My Go-To Stack and Free Tools That Power It

How I go from zero to production-ready apps using a lean tech stack, generous free tiers, and AI-powered IDEs—while staying focused on building actual solutions.

Last updated on

As someone who balances freelance work, community projects, and niche product building with very tight budgets, I’ve found a setup that helps me go from code to production quickly—with stability, structure, and just the right level of complexity.

This post walks through my go-to tools and workflow for getting things done, from landing pages to production-ready MVPs—all while keeping costs low thanks to generous free tiers.

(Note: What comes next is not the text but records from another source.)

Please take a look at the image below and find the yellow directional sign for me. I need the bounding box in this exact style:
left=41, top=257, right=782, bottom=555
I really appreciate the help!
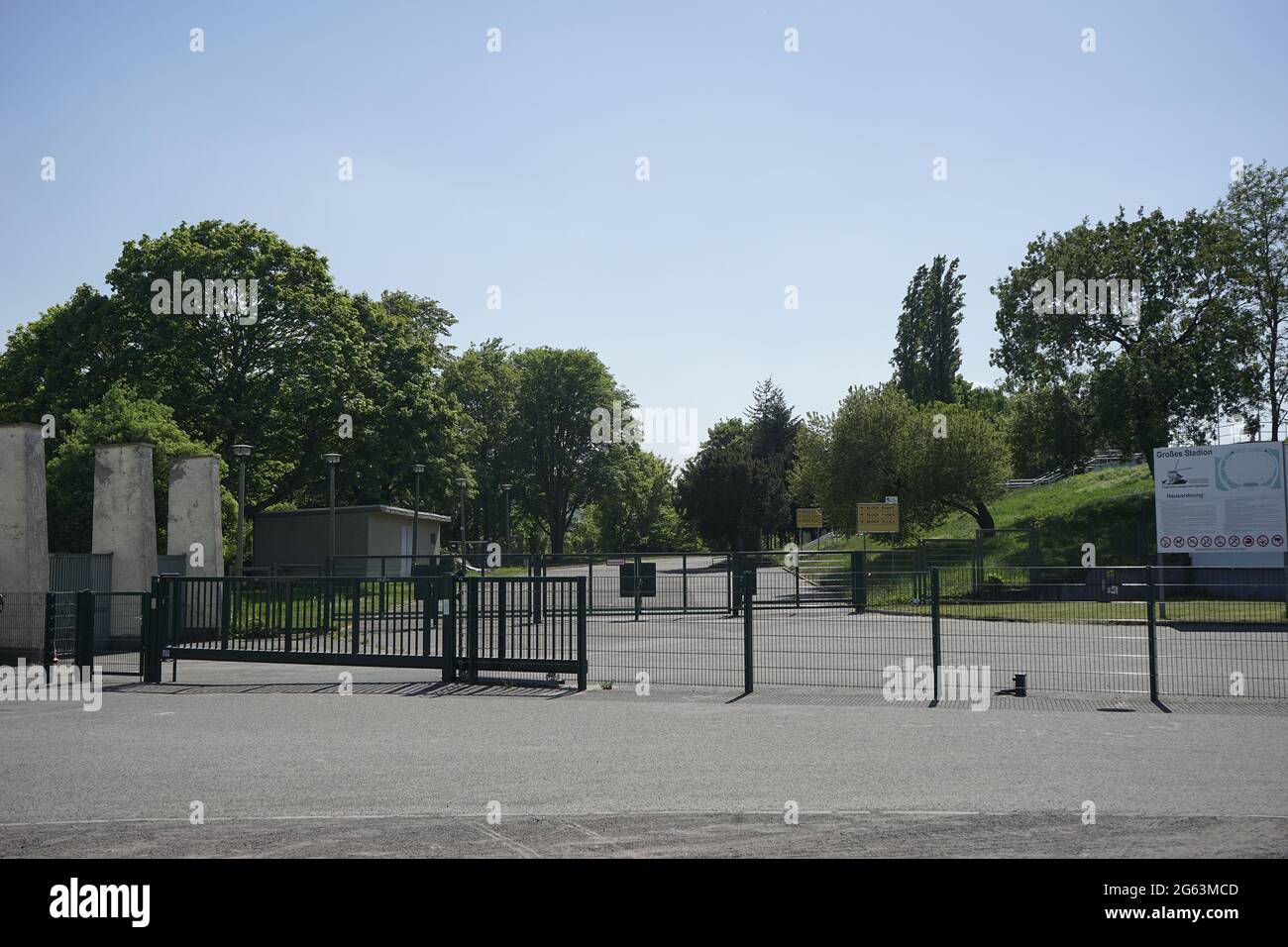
left=858, top=502, right=899, bottom=532
left=796, top=506, right=823, bottom=530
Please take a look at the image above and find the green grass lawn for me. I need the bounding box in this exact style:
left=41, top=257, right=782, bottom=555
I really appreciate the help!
left=820, top=464, right=1154, bottom=566
left=867, top=599, right=1288, bottom=625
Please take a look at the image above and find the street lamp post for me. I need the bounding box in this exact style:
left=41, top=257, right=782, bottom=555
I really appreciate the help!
left=456, top=476, right=467, bottom=565
left=501, top=483, right=514, bottom=552
left=322, top=454, right=340, bottom=569
left=233, top=445, right=252, bottom=576
left=411, top=464, right=425, bottom=567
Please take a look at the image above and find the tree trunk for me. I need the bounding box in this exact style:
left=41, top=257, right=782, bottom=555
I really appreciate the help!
left=971, top=500, right=997, bottom=539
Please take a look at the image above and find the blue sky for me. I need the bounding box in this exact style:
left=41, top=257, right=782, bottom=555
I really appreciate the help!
left=0, top=0, right=1288, bottom=464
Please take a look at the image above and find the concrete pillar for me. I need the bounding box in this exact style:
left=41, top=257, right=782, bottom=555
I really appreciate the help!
left=0, top=424, right=49, bottom=663
left=166, top=455, right=224, bottom=579
left=93, top=445, right=158, bottom=638
left=166, top=455, right=224, bottom=633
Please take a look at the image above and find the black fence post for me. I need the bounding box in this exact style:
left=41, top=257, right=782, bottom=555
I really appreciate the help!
left=220, top=579, right=233, bottom=651
left=465, top=579, right=480, bottom=684
left=496, top=579, right=505, bottom=659
left=76, top=590, right=94, bottom=673
left=742, top=573, right=756, bottom=693
left=349, top=579, right=362, bottom=655
left=533, top=556, right=546, bottom=626
left=725, top=553, right=738, bottom=614
left=282, top=579, right=295, bottom=652
left=850, top=553, right=863, bottom=614
left=40, top=591, right=58, bottom=681
left=143, top=576, right=167, bottom=684
left=680, top=554, right=690, bottom=614
left=1145, top=566, right=1158, bottom=703
left=930, top=566, right=943, bottom=701
left=635, top=553, right=644, bottom=621
left=434, top=578, right=460, bottom=681
left=422, top=585, right=438, bottom=657
left=793, top=549, right=804, bottom=608
left=577, top=576, right=590, bottom=690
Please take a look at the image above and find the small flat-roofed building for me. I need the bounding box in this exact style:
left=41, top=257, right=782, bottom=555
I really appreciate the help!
left=254, top=505, right=452, bottom=576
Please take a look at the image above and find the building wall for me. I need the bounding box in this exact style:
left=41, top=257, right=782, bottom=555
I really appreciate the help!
left=368, top=513, right=441, bottom=556
left=254, top=510, right=369, bottom=566
left=254, top=510, right=442, bottom=575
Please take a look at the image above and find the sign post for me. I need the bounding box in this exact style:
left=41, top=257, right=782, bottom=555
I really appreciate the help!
left=1154, top=441, right=1288, bottom=617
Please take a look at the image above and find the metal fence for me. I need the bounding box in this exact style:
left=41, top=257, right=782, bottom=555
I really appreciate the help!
left=151, top=575, right=587, bottom=689
left=35, top=562, right=1272, bottom=698
left=589, top=566, right=1288, bottom=698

I am not affiliated with any of the tools mentioned in this post.


The Tools

For Domain Management

porkbun is my go-to for domain registration and management. They offer a wide range of domain extensions and simple yet complete user interface.

For Landing Pages

For a clean, fast, mobile-responsive landing page with memberships, ecommerce, few sections, Strikingly gets the job done. I’ve used it for quick project launches and validation experiments.

  • Paid tiers: The offer i use provide 3 website Custom domains, advanced analytics, ecommerce integration, and more.
  • Why I use it: It’s less time fiddling with design and more time focusing on what matters—testing interest or collecting sign-ups.

For Backend Prototypes

  • Node.js, Express, EJS, TypeScript: When I’m testing an idea or shaping a product structure, I reach for a classic server-side stack: Express with EJS and TypeScript. No frontend frameworks yet—just clean old MVC and fast iteration.

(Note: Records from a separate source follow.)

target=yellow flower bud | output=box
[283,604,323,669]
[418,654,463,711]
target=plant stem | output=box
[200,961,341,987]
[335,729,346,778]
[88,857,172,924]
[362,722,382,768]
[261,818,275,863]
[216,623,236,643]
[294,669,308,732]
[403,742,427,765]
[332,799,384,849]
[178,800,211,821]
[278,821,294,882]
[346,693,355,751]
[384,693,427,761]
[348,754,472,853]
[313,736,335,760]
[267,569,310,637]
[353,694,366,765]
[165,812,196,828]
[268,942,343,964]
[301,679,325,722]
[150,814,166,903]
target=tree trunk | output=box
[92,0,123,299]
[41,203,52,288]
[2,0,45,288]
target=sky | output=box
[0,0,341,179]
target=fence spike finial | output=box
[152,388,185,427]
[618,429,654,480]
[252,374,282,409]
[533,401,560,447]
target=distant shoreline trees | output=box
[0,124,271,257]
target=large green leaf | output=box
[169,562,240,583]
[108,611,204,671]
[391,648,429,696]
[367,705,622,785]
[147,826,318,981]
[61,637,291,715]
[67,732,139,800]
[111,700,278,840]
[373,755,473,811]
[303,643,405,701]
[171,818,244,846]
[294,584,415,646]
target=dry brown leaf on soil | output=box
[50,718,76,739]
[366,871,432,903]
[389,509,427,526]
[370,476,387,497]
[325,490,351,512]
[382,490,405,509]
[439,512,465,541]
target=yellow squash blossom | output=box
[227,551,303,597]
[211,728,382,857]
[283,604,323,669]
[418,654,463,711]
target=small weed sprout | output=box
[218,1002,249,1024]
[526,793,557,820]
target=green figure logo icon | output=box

  • Why this stack: As a backend specialist, I prefer to think in pages and flows first, not components and states. This stack lets me sketch the skeleton of the app before investing time in full-blown frontend architecture, most of the time i hire someone for the frontend if there’s one.

  • Java, Spring Boot, Quarkus: Most of the time, I use Java, Spring Boot, for experimentation purpose and testing new framework features.

For Version Control & CI/CD

Bitbucket (Private Repos + Pipelines) All my code lives in private Bitbucket repositories. I used their free tier for years, but recently moved to the Standard plan because i work with a young graduate developer on some projects—we collaborate entirely within Bitbucket, using issues features, pull requests and code reviews to level up both our skills.

  • Current plan: Standard (includes 2 users and more build minutes).

SonarQube (Free Tier) Clean code matters—even when moving fast. I use the SonarQube Cloud mostly to enforce code quality and spot security issues rigth upfront. I don’t let sonarCloud stop the build in case of quality gate failure, the free tiers Sonar Way rules impose 80% test code coverage by default, who have time for that :-)

  • Free tier: locked you with built in Sonar Way rules.
  • Why I use it: Old corporate habits! :-) It reminds me that even “temporary” code lives forever and helps me learn securities issues and clean code practice.

For Infrastructure

  • Oracle Cloud Free Tier = MVP Heaven The underrated Oracle Cloud Infrastructure (OCI) has a generous free tiers out there. I run my staging environments on VM.Standard.E2.1.Micro Ubuntu VMs.

  • Free tier good for playground (1 core OCPU, 1 GB memory, 0.48 Gbps network bandwidth)

  • My setup: Dockerized apps, Shared staging server, Caddy as a reverse proxy (with built-in HTTPS and auto TLS renewal)

It’s an underrated platform for solo developers.

  • ** Authentication and Authorization**: I use Appwrite (Open Source Firebase Like) or Auth0

For Databases & Messaging

Depending on what i’am prototyping or the tech i’am learning i started everything on SQLite when fast prototyping. In my toolbelt, I kept Docker compose for:

  • PostgreSQL + pgvector extension + CDC enabled configuration file
  • Neo4j Community Edition
  • RabbitMQ

Each service runs in a container, isolated but networked—sharing compute on OCI, with Docker Compose.

For Code Editing(a.k.a. Where I Actually Live)

Yes, I use multiple IDEs:

  • Zed + Gemini Flash: Fast, minimal, great display for deep focus.
  • Cursor + built-in model: My go-to for structured builds and test writing.
  • VS Code: Swiss-army knife, especially for frontend tweaks and quick scripting.
  • IntelliJ Ultimate + Gemini Flash: The only IDE I’ve paid for.

see my other post on what i’am building Free tiers and picking the right tools, moving with clarity. I get my stuff to work, get it used, and make keep it clean and “fancy” after it’s done.